Abstract: To better understand magnetic behavior in naturally occurring or synthetic samples, it is often necessary to investigate the underlying processes on the nanoscale. Transmission electron microscopy (TEM) allows atomic spatial resolution imaging. and combining in situ TEM experiments with techniques such as electron holography or differential phase contrast (DPC) imaging allows for imaging of magnetization in nanostructures while under the influence of external stimuli (e.g., gas atmospheres, biasing, temperature). In this context, several examples of the use of in situ TEM and magnetic imaging will be presented.
Fe3O4 is the most magnetic naturally occurring mineral on Earth, carrying the dominant magnetic signature in rocks and providing a critical tool in palaeomagnetism.

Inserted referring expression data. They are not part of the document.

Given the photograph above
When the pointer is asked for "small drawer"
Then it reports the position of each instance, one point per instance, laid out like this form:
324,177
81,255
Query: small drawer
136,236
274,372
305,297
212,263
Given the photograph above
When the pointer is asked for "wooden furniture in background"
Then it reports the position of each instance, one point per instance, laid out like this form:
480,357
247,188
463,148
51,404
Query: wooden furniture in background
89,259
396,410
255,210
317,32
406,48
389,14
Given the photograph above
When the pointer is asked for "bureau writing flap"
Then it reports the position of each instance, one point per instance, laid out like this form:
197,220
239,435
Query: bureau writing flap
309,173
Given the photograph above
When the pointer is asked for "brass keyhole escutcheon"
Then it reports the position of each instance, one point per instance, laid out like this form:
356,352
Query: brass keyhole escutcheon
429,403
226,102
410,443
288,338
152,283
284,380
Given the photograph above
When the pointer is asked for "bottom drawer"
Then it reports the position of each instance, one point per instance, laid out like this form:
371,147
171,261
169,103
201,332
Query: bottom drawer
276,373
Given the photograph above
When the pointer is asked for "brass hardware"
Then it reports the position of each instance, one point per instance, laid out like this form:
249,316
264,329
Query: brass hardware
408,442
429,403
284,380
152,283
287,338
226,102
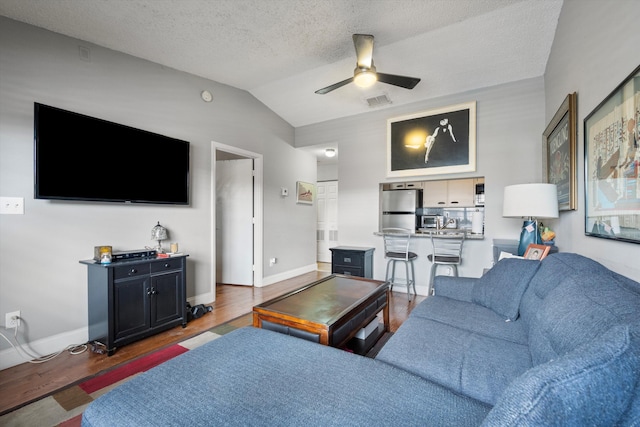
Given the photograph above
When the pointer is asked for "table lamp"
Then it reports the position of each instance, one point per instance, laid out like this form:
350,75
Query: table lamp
159,233
531,201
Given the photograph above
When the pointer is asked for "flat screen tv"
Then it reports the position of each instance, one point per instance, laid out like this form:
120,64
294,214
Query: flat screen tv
78,157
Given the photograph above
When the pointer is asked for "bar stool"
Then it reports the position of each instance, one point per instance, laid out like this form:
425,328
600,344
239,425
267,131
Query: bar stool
447,250
396,249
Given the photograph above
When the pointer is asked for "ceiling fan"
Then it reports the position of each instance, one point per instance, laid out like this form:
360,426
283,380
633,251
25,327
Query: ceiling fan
365,73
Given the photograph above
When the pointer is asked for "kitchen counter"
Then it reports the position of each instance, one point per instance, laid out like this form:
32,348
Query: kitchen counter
451,233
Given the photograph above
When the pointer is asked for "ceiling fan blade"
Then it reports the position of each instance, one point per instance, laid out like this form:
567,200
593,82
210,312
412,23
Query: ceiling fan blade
402,81
364,50
334,86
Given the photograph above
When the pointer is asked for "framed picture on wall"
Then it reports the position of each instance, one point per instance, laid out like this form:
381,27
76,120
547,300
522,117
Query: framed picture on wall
611,164
305,192
559,153
439,141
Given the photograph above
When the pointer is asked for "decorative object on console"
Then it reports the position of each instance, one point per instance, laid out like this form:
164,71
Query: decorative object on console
537,252
612,164
159,233
102,254
532,201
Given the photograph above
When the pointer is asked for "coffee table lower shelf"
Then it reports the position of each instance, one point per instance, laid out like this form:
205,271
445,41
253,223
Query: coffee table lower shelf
362,347
330,312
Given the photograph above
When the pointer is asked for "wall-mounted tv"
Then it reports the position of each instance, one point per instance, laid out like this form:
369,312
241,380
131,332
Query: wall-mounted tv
78,157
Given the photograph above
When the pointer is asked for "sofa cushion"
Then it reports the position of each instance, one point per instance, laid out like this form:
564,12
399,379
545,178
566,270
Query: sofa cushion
593,385
476,318
501,288
253,376
466,362
553,270
579,309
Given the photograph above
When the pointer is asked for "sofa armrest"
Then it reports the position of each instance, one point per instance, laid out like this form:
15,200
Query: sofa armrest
459,288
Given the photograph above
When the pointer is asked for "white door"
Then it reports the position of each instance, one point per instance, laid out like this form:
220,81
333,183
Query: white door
234,222
327,232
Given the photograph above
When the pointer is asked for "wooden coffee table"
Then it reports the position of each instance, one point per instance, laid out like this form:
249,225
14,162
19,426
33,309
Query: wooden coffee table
329,311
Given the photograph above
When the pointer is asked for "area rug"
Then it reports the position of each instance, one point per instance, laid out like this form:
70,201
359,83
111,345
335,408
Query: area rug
65,407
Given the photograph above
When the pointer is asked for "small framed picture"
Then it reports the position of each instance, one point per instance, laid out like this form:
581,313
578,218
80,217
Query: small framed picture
536,252
305,193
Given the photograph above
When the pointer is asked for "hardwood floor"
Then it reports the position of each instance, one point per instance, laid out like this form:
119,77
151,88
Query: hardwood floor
28,382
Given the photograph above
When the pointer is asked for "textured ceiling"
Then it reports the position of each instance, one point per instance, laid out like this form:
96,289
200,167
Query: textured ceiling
281,51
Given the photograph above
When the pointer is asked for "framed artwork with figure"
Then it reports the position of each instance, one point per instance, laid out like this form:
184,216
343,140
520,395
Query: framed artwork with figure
559,153
439,141
612,164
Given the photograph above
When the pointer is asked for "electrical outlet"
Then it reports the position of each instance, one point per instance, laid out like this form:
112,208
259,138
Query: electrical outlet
12,205
12,320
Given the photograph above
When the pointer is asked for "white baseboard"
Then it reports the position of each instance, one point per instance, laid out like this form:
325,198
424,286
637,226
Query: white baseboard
206,298
10,357
270,280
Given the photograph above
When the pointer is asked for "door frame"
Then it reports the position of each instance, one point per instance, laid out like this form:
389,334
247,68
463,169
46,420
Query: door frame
257,209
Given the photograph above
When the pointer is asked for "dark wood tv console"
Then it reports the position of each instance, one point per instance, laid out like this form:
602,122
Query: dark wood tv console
133,299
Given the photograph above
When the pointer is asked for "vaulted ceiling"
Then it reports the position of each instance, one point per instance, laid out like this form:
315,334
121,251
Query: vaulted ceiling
281,51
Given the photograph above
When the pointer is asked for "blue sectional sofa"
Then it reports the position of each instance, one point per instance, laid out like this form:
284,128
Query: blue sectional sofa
555,342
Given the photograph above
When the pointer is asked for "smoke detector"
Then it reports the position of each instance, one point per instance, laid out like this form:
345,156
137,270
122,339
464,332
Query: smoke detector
378,100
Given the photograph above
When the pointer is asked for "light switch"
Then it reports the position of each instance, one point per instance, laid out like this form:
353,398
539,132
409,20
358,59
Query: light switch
12,205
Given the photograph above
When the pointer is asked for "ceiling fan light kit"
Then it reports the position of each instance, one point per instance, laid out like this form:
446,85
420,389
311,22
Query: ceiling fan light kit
365,78
365,74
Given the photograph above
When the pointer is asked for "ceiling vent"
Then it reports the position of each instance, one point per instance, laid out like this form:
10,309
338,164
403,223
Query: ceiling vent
378,101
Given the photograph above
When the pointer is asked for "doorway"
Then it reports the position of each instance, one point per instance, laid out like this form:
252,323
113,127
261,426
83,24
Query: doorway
236,216
327,228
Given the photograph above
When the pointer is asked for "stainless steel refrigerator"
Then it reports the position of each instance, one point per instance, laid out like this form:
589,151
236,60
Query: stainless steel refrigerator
399,209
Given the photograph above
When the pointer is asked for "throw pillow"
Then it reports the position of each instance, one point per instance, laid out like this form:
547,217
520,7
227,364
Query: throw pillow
501,288
592,385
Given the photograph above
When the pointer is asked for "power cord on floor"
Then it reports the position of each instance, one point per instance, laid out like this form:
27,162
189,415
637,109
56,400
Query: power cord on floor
24,354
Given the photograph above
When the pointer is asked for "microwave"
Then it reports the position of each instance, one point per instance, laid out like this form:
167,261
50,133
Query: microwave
430,221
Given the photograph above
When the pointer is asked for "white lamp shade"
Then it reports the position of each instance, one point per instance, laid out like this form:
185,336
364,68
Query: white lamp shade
530,200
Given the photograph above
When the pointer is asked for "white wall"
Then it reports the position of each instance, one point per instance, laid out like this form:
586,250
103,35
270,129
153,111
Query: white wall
596,47
39,251
510,121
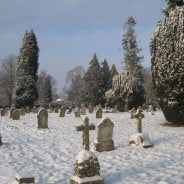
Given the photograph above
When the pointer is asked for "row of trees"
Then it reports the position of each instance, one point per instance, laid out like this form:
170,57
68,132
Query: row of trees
89,86
20,83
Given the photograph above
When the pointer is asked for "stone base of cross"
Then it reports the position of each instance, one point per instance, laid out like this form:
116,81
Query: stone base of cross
86,167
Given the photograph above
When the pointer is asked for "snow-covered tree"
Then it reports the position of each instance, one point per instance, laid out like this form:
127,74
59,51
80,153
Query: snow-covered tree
94,93
26,73
44,86
113,71
167,57
75,85
7,79
128,87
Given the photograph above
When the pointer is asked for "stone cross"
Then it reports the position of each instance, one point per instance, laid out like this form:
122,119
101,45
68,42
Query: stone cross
138,115
85,128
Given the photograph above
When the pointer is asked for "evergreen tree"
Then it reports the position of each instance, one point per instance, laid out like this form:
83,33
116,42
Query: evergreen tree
113,72
105,76
167,66
94,92
128,89
75,88
26,73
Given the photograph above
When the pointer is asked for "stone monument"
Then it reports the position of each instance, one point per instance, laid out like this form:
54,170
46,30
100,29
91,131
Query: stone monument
103,141
86,168
139,139
62,112
16,114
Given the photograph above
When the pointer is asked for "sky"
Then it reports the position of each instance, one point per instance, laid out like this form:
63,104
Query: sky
69,32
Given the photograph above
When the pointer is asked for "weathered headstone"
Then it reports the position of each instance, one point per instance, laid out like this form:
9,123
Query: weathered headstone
83,109
103,141
99,113
11,111
42,118
56,110
24,178
90,109
139,139
27,109
35,109
22,111
86,168
77,112
16,114
62,112
3,112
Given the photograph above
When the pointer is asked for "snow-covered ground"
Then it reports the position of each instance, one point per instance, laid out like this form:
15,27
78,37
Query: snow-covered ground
49,155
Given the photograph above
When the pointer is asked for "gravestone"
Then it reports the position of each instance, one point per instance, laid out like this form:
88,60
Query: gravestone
42,117
16,114
86,168
22,111
35,110
77,112
139,139
90,109
3,112
99,113
103,141
27,109
24,178
83,109
62,112
56,110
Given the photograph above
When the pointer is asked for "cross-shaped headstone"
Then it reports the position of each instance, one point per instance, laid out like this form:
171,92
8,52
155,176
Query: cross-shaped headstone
85,135
138,115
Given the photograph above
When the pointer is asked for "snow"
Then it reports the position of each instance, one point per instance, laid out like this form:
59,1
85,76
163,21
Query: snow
49,154
87,179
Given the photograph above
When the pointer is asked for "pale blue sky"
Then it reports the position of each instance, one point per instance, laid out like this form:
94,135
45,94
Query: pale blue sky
69,32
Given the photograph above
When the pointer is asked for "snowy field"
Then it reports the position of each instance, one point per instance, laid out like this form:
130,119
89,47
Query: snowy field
49,155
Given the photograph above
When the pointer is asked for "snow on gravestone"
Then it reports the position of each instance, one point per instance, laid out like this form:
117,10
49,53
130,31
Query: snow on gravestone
62,112
22,111
77,112
16,114
23,178
103,141
86,168
83,109
139,139
3,112
90,109
42,118
99,113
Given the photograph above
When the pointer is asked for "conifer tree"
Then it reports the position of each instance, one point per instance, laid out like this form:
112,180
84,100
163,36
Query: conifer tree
26,73
113,72
128,90
167,66
94,93
105,75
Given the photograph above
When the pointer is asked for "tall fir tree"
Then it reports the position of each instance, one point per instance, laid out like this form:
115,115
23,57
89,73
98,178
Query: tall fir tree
133,92
167,66
105,77
128,87
26,73
113,72
94,93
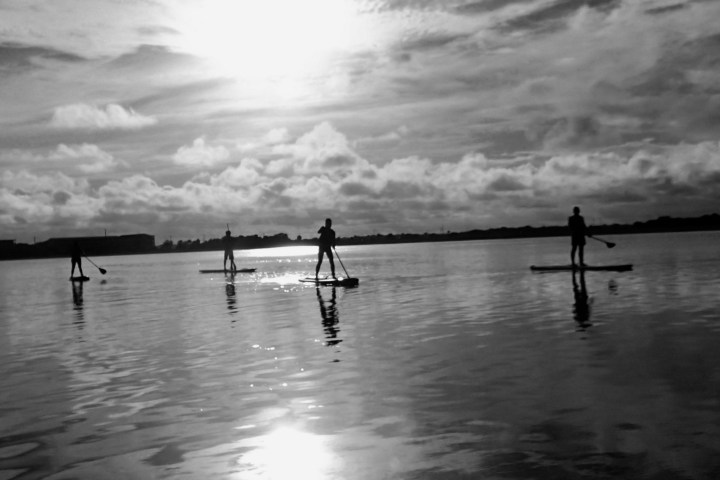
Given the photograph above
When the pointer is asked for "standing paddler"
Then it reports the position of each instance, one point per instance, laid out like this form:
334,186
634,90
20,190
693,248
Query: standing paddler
229,254
578,232
76,254
326,243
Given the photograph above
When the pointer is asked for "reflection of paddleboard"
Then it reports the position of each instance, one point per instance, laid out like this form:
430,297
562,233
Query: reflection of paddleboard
239,270
586,268
335,282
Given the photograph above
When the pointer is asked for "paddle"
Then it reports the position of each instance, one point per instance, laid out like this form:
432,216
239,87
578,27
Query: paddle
338,255
102,270
608,244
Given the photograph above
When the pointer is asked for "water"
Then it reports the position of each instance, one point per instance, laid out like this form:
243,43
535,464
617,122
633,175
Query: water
449,361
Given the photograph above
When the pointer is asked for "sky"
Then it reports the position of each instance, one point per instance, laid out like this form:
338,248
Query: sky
176,117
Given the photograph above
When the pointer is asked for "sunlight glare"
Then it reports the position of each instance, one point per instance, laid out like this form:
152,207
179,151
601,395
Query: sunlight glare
289,454
270,39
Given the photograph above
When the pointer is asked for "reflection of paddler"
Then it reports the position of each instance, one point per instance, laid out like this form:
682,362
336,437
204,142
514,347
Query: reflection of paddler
329,316
76,255
581,307
77,293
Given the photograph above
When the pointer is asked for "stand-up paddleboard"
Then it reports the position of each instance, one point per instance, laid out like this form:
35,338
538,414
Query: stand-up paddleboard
333,282
220,270
587,268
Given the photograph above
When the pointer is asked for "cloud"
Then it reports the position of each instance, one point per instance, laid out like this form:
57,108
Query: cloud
200,154
112,117
84,158
87,158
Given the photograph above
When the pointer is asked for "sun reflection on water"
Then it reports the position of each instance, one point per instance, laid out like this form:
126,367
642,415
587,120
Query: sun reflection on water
294,251
288,453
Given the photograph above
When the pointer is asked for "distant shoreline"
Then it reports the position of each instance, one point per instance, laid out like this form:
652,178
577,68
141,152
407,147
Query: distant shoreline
12,251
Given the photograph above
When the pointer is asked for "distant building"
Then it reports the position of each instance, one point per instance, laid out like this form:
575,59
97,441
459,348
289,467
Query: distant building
7,248
107,245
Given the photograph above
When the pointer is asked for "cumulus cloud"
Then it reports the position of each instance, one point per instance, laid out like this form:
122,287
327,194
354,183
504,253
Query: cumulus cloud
200,154
112,117
406,194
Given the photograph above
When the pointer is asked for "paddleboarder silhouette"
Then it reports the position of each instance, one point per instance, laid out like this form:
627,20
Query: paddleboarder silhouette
326,243
76,254
229,255
578,231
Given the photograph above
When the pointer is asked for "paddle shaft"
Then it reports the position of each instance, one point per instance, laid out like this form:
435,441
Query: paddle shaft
338,255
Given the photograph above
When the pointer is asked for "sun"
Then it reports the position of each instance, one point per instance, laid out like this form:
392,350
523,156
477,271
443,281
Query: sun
269,40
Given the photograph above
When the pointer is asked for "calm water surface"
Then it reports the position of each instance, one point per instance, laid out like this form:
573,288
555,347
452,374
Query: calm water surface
449,361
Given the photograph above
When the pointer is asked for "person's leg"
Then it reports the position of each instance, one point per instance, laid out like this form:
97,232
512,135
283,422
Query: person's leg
332,262
317,267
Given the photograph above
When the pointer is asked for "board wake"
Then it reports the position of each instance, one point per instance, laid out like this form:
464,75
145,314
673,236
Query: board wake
587,268
220,270
334,282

The oxidation of Fe3O4 to maghemite (γ-Fe3O3) influences the preservation of remanence of the Earth’s magnetic field by Fe3O4. Further, the thermomagnetic behavior of Fe3O4 grains directly affects the reliability of the magnetic signal recorded by rocks. By combining electron holography with environmental TEM, in situ heating, and liquid cell TEM, the effects of oxidation and temperature on the magnetic behavior of Fe3O4 NPs are visualized successfully, as is the magnetism within hydrated magnetotactic bacteria.
Equiatomic iron-rhodium (FeRh) has attracted much interest due to its magnetostructural transition from antiferromagnetic (AF) to ferromagnetic (FM) phase and is considered desirable for potential application in a new generation of novel nanomagnetic or spintronic devices. Several scanning TEM techniques are performed to visualize the localized chemical, structural, and magnetic properties of a series of FeRh films. The quantitative evolution of the growth and co-existence of AF and FM phases in the FeRh films are observed directly during in situ heating using DPC imaging.